The 8th Annual Sports and Social Justice Symposium at Springfield College took place on Friday, April 14, 2023 with Cathie Schweitzer, the First Female Athletic Director at Springfield College, the keynote conversation in theMarsh Memorial Chapel.
Schweitzer was joined by moderator Marty Dobrow, professor of Communications. In this conversation, Schweitzer covered topics such as gender equity, the challenges and opportunities of being “a first,” and the new frontiers for women’s sports.
Schweitzer served as associate athletic director for four years before serving as AD from 2000-2015. Under Schweitzer’s direction, the Pride captured 59 conference championships, had 24 individual national champions, and eight team national champions. Thanks to the on-field success, Springfield College finished in the top 25 of the Learfield Directors’ Cup five times during her tenure. In the spirit of the Humanics philosophy, she instilled a commitment to giving back to the community as Springfield College Athletics continually received the Jostens/National Association of Division III Athletic Administrators Community Service Award.
Tom Waddell ’59 Leveling the Playing Field Award
In addition, Springfield College student-athletes Lily Gould and Arielle Johnson were recognized with the Tom Waddell Leveling the Playing Field Award. Waddell ’59 is a Springfield College Athletic Hall of Fame member who devoted his life to issues of social justice. This annual award goes to a student-athlete or athletes who have worked diligently to build a fairer and more just world.
This event was presented by the Division of Inclusion and Community Engagement and supported by the Dr. Tom Waddell ’59 Fund.
History of Sports and Social Justice Symposium
In 2015, the Sports and Social Justice Symposium was initiated after Springfield College celebrated “Tom Waddell Day,” festivities that paid homage to Waddell’s life and commitment to Humanics and diversity.
As part of the celebration in 2015, there was a film tribute featuring Waddell’s famous interview on ABC’s 20/20, a panel discussion led by his contemporaries, and the dedication of a plaque commemorating Waddell’s humanitarian contributions, including the creation of the Gay Games. Delivering the keynote address was Springfield College graduate Rob Kearney ’13, G’15, a strongman champion and the first openly gay man to actively compete in his sport at the international level.

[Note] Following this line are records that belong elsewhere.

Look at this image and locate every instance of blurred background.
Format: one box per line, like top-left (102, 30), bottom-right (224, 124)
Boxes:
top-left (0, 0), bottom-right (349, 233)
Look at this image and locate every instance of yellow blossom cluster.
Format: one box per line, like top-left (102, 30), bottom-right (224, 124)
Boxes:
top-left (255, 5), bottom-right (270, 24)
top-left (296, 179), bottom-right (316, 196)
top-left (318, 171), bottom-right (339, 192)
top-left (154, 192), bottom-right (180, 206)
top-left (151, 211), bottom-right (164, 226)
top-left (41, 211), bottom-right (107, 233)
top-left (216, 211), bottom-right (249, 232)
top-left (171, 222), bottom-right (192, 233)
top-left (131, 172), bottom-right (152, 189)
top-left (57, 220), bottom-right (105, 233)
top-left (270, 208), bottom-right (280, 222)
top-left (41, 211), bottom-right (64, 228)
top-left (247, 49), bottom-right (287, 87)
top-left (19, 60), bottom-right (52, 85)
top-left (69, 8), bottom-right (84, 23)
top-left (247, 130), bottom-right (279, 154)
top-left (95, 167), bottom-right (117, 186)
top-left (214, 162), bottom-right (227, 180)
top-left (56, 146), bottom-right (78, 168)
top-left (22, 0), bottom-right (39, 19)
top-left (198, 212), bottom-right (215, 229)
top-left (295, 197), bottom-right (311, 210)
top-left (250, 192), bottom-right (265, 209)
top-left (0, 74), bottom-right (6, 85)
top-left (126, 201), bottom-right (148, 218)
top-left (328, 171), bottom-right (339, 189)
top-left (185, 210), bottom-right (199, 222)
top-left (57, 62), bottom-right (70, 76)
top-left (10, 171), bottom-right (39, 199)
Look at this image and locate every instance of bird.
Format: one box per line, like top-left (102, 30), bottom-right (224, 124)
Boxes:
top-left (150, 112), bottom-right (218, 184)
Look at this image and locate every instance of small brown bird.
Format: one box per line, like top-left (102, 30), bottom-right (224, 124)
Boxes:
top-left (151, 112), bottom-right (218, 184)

Joining Kearney for the festivities were Jeffry Pike, a member of the Federation of the Gay Games, Waddell classmates from the Class of 1959 Jack Savoia, Tom Johnson, Owen Houghton, Springfield College faculty members Mimi Murray’61, G’67, Rick Paar, and the founder of the Springfield College Tom Waddell Fund Phyllis Plotnick.
Waddell, who passed away in 1987, was an outstanding athlete, excelling in track and field, gymnastics, and football as a student at the College. Waddell is best known as the founder of the Gay Games, started in 1982 and held every four years since. The Gay Games welcomes more than 8,000 athletes—regardless of sexual orientation, race, gender identity, religion, sex, ethnic origin, athletic ability, or political beliefs—from 47 countries to compete in an inclusive environment.
Waddell represented the United States in the decathlon in the 1968 summer Olympics, where he placed sixth. He also was an infectious disease specialist and provided medical service for many years in Africa, Asia, and Saudi Arabia, and served in the U.S. Army. He was inducted into the Springfield College Athletic Hall of Fame in 1990.